One of the first questions people ask when the find out that an optometrist is going to do a vision exam on an infant is, "How can you tell what they can see?"  What they are familiar with as adults is a Snellen letter chart projected at the end of the examination room from which they are asked to read the smallest letters they are capable of seeing.  They know that an infant is not capable of performing that task, so they are puzzled as to how the task can be modified so that an infant could give reliable results on this type of test, a test of visual acuity (the sharpness and clarity of ones vision).

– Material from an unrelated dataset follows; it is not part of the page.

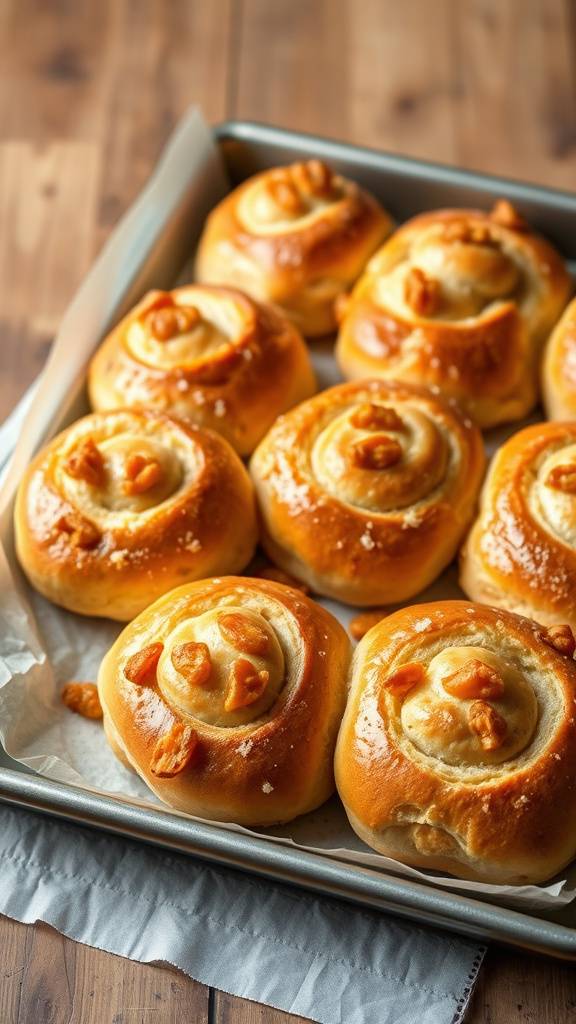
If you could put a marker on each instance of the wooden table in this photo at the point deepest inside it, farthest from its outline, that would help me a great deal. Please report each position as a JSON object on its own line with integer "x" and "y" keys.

        Examiners of infant vision have benefited from a technique originally discovered, as many great discoveries are, almost by accident in research on what infants would look at and what they would not.  A researcher, Robert Fantz, discovered that infants had definite preferences for what they would look at or fixate on when given choices, and that these preferences were repeatable for individual infants and consistent across several infants.  This led, after many years of intense research effort by many individuals, to the development of a clinical test based on the fixation preferences of infants.  Infants would naturally, and from birth, prefer to fixate a formed target as opposed to an unformed or blank one.  For purposes of visual acuity testing using what is called this Preferential Looking technique, infants are shown a large card with a pattern, in this case black and white stripes, on one side and an equally bright gray pattern on the other side.  As long as the infant can see the separations in the black and white stripes such that they look like a pattern, the infant will invariably prefer to look at the pattern.  What is observed is an immediate and consistent preference for looking at the patterned side of the card when it is shown to the child.

      Cards with stripes of varying widths are used for the clinical testing.  When the stripes are so narrow that the infant can no longer see them, then they look no different that the matching gray side, and the infant no longer has a visual preference for one side or the other.  At this point, the testing is finished.  The narrowest stripe width that the infant showed a preference for is an indication of their visual acuity.